"Yes, citizen; Citizen Merlin has given me full instructions. You can have the cart drawn back a little more under the shadow of the portico, where the prisoners can be made to alight; they can then be given into my charge. You in the meantime are to stay here with your men, round the empty cart, as long as you can. Reinforcements have been sent for, and must soon be here. When they arrive you are to move along with the cart, as if you were making for the Luxembourg Prison. This manoeuvre will give us time to deliver the prisoners safely at the Temple."
The man spoke hurriedly and peremptorily, and Santerne was only too ready to obey. He felt relieved at thought of reinforcements, and glad to be rid of the responsibility of conducting such troublesome prisoners.
The thick mist, which grew more and more dense, favoured the new manoeuvre, and the constant roll of drums drowned the hastily given orders.
The cart was drawn back into the deepest shadow of the great portico, and whilst the mob were howling their loudest, and yelling out frantic demands for the traitors, Déroulède and Juliette were summarily ordered to step out of the cart. No one saw them, for the darkness here was intense.

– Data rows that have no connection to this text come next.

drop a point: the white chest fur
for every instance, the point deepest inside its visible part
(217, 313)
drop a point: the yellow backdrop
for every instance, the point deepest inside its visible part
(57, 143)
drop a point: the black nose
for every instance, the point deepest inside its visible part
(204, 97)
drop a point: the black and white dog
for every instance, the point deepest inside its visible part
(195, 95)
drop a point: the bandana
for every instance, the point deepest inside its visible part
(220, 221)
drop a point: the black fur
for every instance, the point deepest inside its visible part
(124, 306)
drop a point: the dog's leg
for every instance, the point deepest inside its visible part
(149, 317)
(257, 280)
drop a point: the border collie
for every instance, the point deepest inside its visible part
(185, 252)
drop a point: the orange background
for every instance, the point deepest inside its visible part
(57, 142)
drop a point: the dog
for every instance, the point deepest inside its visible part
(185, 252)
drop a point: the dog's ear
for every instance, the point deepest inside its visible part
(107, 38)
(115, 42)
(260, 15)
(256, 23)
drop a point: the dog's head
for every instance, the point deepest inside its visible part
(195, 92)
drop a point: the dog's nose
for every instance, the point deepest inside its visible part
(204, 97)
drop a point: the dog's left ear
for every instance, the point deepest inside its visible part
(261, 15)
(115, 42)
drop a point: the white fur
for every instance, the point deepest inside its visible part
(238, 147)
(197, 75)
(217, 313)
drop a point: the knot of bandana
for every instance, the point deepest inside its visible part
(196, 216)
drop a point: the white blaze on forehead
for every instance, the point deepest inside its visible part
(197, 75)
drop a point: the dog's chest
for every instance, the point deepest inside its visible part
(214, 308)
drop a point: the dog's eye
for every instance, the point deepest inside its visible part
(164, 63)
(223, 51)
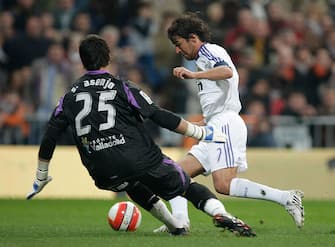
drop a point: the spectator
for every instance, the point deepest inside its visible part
(298, 106)
(82, 23)
(142, 29)
(24, 48)
(50, 80)
(14, 128)
(327, 106)
(64, 14)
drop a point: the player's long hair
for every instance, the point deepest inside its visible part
(94, 52)
(189, 24)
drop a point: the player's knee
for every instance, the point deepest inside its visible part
(198, 194)
(222, 187)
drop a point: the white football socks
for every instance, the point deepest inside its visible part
(162, 213)
(180, 210)
(241, 187)
(214, 207)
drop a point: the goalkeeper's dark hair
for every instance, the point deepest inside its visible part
(189, 24)
(94, 52)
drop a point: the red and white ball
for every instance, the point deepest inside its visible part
(124, 216)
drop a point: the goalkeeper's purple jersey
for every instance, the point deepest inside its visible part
(106, 118)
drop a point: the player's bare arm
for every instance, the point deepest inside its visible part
(217, 73)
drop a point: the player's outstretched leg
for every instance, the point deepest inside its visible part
(234, 225)
(295, 208)
(203, 199)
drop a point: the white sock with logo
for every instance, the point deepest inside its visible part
(180, 210)
(241, 187)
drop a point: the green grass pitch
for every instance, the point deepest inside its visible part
(82, 223)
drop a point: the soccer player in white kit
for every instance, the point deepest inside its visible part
(217, 81)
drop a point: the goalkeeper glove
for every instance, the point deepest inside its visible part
(205, 133)
(41, 179)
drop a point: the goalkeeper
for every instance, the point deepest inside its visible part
(106, 117)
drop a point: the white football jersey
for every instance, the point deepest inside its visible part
(217, 96)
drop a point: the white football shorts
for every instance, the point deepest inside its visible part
(215, 156)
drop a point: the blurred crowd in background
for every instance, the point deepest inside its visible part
(284, 51)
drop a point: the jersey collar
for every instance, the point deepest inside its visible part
(96, 72)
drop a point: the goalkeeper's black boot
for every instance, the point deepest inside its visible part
(234, 225)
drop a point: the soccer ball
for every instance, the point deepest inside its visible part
(124, 216)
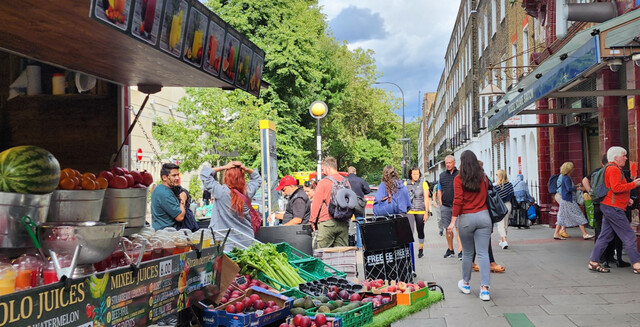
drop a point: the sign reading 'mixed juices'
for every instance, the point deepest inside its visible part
(120, 297)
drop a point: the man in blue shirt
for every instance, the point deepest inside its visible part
(167, 209)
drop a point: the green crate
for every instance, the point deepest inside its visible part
(295, 293)
(272, 282)
(292, 253)
(357, 317)
(317, 269)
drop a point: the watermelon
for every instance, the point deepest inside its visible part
(28, 169)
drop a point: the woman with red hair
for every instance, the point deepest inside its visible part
(229, 209)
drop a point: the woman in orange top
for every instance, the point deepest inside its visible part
(469, 205)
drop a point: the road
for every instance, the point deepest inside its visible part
(547, 280)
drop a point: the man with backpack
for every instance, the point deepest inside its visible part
(613, 204)
(328, 217)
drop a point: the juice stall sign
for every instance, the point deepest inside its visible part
(119, 297)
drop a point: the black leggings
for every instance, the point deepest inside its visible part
(419, 221)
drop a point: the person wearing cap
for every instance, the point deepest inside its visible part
(297, 210)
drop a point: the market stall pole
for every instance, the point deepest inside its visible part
(149, 44)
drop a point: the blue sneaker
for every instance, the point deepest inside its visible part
(484, 295)
(464, 288)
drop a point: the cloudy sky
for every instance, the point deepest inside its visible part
(409, 39)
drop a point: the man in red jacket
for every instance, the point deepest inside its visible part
(613, 210)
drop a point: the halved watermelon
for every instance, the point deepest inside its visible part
(28, 169)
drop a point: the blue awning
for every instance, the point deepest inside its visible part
(579, 57)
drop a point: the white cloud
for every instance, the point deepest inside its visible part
(412, 53)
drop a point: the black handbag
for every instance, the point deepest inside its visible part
(497, 209)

"Follow quietly!" whispered a raucous voice in their ears as they did so, "or my orders are to shoot you where you stand."
But neither of them had any wish for resistance. Juliette, cold and numb, was clinging to Déroulède, who had placed a protecting arm round her.
Santerne had told off two of his men to join the new escort of the prisoners, and presently the small party, skirting the walls of the Palais de Justice, began to walk rapidly away from the scene of the riot.
Déroulède noted that some half-dozen men seemed to be surrounding him and Juliette, but the drizzling rain blurred every outline. The blackness of the night too had become absolutely dense, and in the distance the cries of the populace grew more and more faint.
CHAPTER XXVIII
The unexpected.
The small party walked on in silence. It seemed to consist of a very few men of the National Guard, whom Santerne had placed under the command of the soldier who had transmitted to him the orders of the Citizen-Deputies.